I spent almost as much time crying during this scene as she did. It was tremendously difficult to do, but I feel very good about having done it. After I stopped beating her I pulled her to the ground and started telling her again how much I love her. I asked some of her women friends to join me in telling her so and how strong she is.

I think that a good way to understand just how far I pushed her was encapsulated when Spot said later, “Everything I have read has said you don’t do that.” Yeah. SM play is a very scary beast. When you are experiencing as much physical pain as she was in you are opening up your mind and spirit to be receptive to things that normally just aren’t available to you. It is very rare that I play that heavily and I would only attempt a scene where I knew I was working towards such catharsis with someone I have known as long and as well as I have known this person. If I had not spent so many years seeing how her relationship worked and knowing the kind of self-talk she does I wouldn’t have done this. But I do feel ok with the fact that I did this with her. I actually feel really good about it.

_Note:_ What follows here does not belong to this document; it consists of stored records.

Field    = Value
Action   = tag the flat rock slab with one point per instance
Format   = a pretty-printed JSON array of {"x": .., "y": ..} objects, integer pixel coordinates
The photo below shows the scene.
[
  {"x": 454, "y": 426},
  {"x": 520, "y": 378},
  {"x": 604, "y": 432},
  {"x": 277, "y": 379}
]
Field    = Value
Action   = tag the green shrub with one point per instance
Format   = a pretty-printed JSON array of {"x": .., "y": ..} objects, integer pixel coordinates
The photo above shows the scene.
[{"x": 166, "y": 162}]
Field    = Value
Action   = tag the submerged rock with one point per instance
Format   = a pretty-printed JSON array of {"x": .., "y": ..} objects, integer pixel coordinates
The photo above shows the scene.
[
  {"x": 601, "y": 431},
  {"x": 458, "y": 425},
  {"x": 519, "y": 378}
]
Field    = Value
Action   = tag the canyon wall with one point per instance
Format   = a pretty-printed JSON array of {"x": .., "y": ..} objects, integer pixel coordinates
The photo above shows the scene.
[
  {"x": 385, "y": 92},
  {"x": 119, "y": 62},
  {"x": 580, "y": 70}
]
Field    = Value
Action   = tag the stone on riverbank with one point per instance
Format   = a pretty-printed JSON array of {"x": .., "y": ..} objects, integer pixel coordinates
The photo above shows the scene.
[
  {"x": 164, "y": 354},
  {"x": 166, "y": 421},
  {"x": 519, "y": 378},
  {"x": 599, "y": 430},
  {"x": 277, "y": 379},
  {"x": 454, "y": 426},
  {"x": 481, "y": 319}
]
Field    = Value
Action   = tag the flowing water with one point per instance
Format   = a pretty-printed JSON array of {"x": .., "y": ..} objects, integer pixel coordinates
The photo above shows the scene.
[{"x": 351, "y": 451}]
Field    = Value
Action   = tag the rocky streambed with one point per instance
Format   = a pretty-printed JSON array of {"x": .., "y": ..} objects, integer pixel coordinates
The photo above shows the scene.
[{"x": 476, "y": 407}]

Honey–I love you. Thank you for opening yourself to me this way. I hope I get to continue to know you for a very long time.

And thank you to the girl who stretched herself sooooo much by being there and participating to the level you did. I know how hard it was for you and I have only love and admiration for your courage and strength and giving heart. Thank you.

Very amusing.

Google boy just asked me for a copy of my Users Guide. I think he feels all sassy after his first time ever of tying a girl up.

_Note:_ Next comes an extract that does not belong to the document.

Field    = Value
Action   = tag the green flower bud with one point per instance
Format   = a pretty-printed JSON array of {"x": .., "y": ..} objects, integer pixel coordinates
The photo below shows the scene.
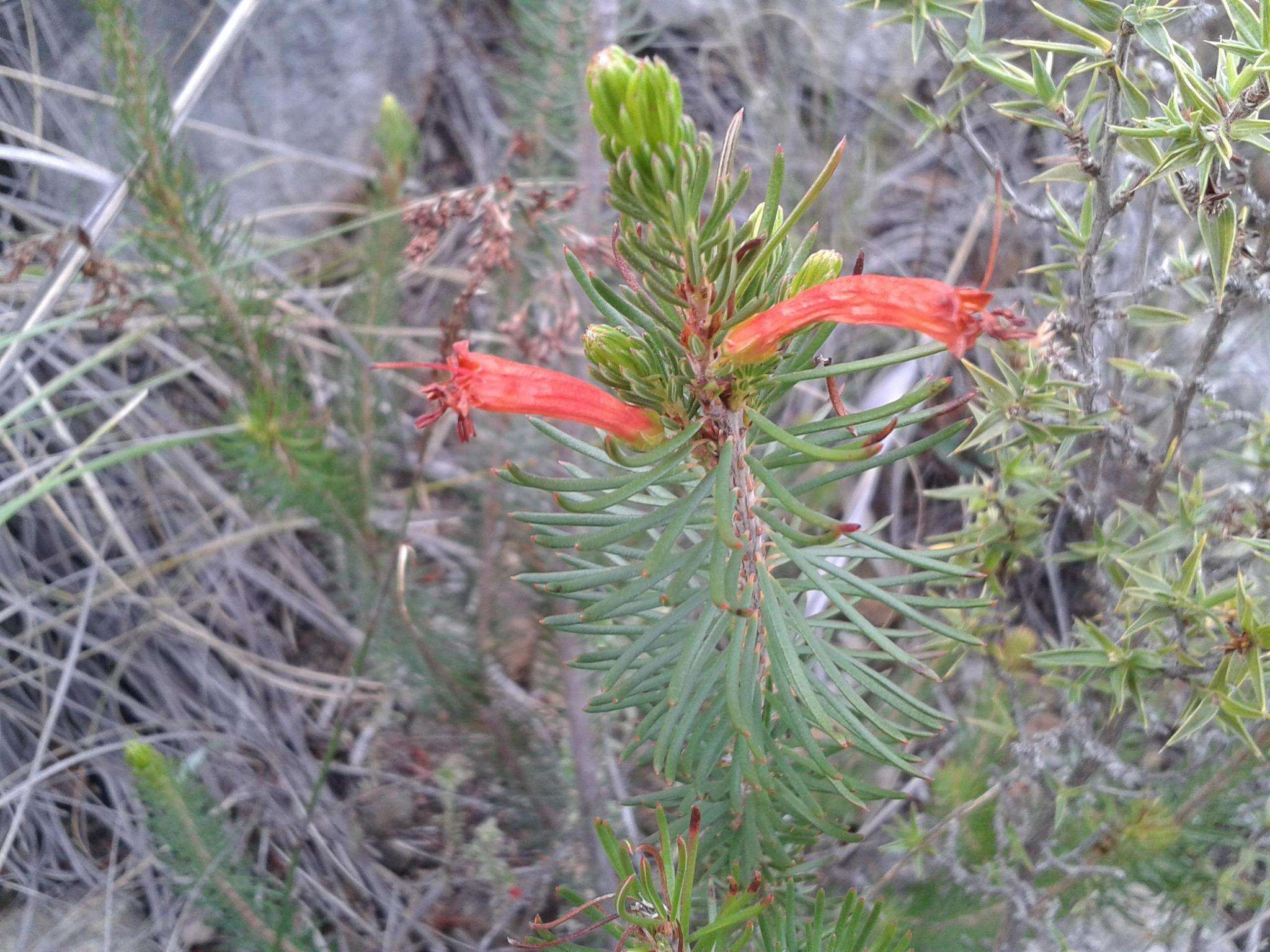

It’s so cute. I no longer believe I am going to break him easily, but I’m still being gentle with him. 🙂 That might change next Friday. We are going to have our first weekend night date where we get to spend a lot of time together. Yikes! He is really into the idea of me seriously dressing up. This is going to be a lot of fun. Yay!!

Sluttery

I seem to be feeling better lately about play and sex cause I am sure as hell jumping back on the horse. Within the past 8 days I have:

Had sex with two people for a total of ~6 go rounds. (One night it is kind of fuzzy just how many times…)
Bottomed once.
Topped twice.
The median length of time I have known these people has been 2.175 years. 🙂

My ass is many many colors. I have a bruise bigger than my fist. That has got to be the best spanking I have ever received. He spanked me for over an hour. It was fucking awesome. Just spanking! Hard, rhythmic, yummy…

I’m pretty happy about the fact that I am playing with people that I have known for a long time and that I feel comfortable with. I think if I were jumping into playing with new-to-me people it would be harder and scarier.

And why the fuck am I not going to NY now. God damnit!